Caring for your knives
Your knives will last longer and stay sharp if you hand wash them — no dishwasher, please. Make sure to dry them completely so that they don’t rust. Take the time to learn the proper way to sharpen your knives yourself, or take them to a professional when they are in need of sharpening. With the proper care, your investment in quality knives will pay off.
Which knives should be on your must-have list?
Chef’s knife — 8 to 10 inches
If there is only room for one knife in your kitchen tool budget, this is the one. Heavy enough to mince garlic or onions quickly — yet long enough to slice a pork roast — this is one tool no cook should be without. Choose the best you can afford, since this is the knife that will see the most game time in your kitchen.

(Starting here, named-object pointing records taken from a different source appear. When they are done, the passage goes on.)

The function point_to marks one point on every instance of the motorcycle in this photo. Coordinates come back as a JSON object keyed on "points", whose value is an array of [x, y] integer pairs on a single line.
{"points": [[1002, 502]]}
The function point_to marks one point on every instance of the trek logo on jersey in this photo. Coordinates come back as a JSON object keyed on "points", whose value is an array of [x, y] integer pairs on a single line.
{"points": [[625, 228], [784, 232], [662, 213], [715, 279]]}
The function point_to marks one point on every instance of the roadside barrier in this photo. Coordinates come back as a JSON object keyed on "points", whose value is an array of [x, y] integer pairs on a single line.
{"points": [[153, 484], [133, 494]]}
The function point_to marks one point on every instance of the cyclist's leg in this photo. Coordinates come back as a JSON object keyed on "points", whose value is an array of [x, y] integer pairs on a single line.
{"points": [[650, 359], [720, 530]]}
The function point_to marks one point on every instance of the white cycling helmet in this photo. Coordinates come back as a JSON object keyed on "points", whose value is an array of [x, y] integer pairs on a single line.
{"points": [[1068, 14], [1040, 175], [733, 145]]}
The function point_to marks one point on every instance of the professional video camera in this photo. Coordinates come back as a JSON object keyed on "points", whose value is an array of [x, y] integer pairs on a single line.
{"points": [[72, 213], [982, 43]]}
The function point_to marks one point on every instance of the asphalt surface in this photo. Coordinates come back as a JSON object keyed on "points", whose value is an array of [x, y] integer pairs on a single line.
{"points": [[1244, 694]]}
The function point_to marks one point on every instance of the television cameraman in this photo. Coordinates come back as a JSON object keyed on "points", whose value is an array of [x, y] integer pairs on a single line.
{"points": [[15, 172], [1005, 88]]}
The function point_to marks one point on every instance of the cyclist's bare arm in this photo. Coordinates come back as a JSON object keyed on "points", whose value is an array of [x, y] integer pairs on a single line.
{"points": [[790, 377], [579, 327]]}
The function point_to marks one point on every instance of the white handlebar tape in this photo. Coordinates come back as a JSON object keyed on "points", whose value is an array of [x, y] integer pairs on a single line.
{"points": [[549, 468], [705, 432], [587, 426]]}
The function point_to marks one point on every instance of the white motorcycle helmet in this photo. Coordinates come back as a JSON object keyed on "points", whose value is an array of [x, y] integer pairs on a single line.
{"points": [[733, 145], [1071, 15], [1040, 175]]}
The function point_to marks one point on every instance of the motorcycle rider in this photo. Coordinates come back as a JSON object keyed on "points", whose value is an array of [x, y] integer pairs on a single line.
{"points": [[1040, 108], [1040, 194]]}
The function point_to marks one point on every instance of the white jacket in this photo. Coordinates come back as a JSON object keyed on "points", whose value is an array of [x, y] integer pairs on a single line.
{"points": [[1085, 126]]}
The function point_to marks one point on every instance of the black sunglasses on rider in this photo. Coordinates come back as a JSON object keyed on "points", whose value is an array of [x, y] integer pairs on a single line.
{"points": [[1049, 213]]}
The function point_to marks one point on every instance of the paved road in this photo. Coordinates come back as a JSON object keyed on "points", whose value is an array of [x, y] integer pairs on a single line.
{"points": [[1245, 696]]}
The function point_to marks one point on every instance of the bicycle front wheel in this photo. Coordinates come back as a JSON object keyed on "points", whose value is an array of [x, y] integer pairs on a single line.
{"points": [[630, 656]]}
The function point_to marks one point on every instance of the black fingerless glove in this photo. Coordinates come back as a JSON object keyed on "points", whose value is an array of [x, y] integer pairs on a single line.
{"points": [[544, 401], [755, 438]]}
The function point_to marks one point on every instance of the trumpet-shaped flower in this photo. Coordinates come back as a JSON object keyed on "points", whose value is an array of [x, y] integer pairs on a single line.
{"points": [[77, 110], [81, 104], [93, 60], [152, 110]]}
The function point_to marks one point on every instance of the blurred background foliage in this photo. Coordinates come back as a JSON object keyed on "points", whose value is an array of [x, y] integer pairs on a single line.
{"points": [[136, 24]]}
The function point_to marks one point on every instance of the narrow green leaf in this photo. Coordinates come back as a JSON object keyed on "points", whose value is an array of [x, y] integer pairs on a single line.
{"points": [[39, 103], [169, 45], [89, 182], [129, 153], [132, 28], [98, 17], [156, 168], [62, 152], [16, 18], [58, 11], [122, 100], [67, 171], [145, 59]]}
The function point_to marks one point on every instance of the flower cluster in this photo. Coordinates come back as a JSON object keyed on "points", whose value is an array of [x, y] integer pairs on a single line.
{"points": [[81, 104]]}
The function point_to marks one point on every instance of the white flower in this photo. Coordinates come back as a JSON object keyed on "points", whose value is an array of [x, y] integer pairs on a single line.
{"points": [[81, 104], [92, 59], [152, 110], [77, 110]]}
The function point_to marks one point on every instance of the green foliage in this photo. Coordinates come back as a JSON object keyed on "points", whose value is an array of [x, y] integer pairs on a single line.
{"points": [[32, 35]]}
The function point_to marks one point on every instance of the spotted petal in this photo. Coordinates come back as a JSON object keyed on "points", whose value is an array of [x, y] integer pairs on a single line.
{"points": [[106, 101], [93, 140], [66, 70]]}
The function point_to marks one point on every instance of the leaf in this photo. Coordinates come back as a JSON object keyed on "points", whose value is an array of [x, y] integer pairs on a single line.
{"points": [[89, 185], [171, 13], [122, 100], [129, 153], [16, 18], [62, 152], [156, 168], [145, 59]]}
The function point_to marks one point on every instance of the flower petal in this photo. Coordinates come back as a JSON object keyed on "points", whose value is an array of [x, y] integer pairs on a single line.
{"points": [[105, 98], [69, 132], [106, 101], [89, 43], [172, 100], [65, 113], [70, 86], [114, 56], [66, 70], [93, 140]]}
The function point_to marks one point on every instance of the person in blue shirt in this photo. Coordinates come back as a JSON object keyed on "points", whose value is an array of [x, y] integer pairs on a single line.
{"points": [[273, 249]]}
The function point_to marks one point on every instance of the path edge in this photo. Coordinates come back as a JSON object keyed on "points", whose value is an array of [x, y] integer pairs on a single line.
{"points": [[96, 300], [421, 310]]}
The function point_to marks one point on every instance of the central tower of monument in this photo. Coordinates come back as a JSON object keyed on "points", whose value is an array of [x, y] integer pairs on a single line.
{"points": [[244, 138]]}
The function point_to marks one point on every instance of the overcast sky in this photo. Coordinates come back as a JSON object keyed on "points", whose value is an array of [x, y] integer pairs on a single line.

This Wusthof Grand Prix II chef’s knife (Williams Sonoma, $100) is made in Germany and forged from a single sheet of high-carbon steel.
Choose a paring knife with a blade slightly longer than the traditional 3-inch blade, and this quickly becomes one of the most versatile items in your kitchen. Paring knives are commonly used for mincing garlic or shallots and peeling apples or pears, but a longer blade makes it useful for cutting cheese or fruit, even deboning chicken breasts. This Henckels 4-inch paring knife (Cutlery and More, $60) is ideal for peeling and cutting and forged from a single piece of high-carbon steel.
Serrated bread knife
Who doesn’t love a loaf of crusty bread? Using your chef’s knife to slice bread quickly dulls the blade, making your other cutting duties more difficult. A good bread knife is sharp enough to slice through the toughest sourdough, yet still ready to slice a tomato for your BLT. We love this Wusthof bread knife (Amazon, $49) that is tough enough to cut the crustiest loaf yet gentle enough to slice that croissant.
New kid on the block — Santoku
Think there isn’t anything new on the knife scene? Think again. The Santoku is like a cross between a classic French chef’s knife and a Japanese cleaver — and rapidly becoming a kitchen favorite. Good for a wide range of applications, this knife would be a welcome addition to any kitchen. This Calphalon Santoku knife (Amazon, $25) has a 5-inch blade and indentations along the blade to keep food from sticking.
This tool isn’t actually a knife, but quickly becomes your kitchen’s best friend. Keeping your blades sharp and ready for action is important, and with a high-quality sharpening steel you can care for your own knives efficiently. This Henckels sharpening steel (Bed Bath and Beyond, $35) will keep all of your new knives sharp and ready for action.
While you won’t be carving the Thanksgiving turkey often, a nice addition to your knife collection is a carving set. Think roast chicken, spiral-sliced ham at Easter or prime rib on New Year’s Eve — this isn’t just a turkey tool. We found a great value in this Wusthof two-piece carving set (Williams-Sonoma, $50) which includes an 8-inch carver and a meat fork that any cook would love.
Add a few of these knives to your tool collection and watch the cooking get easier — and more fun.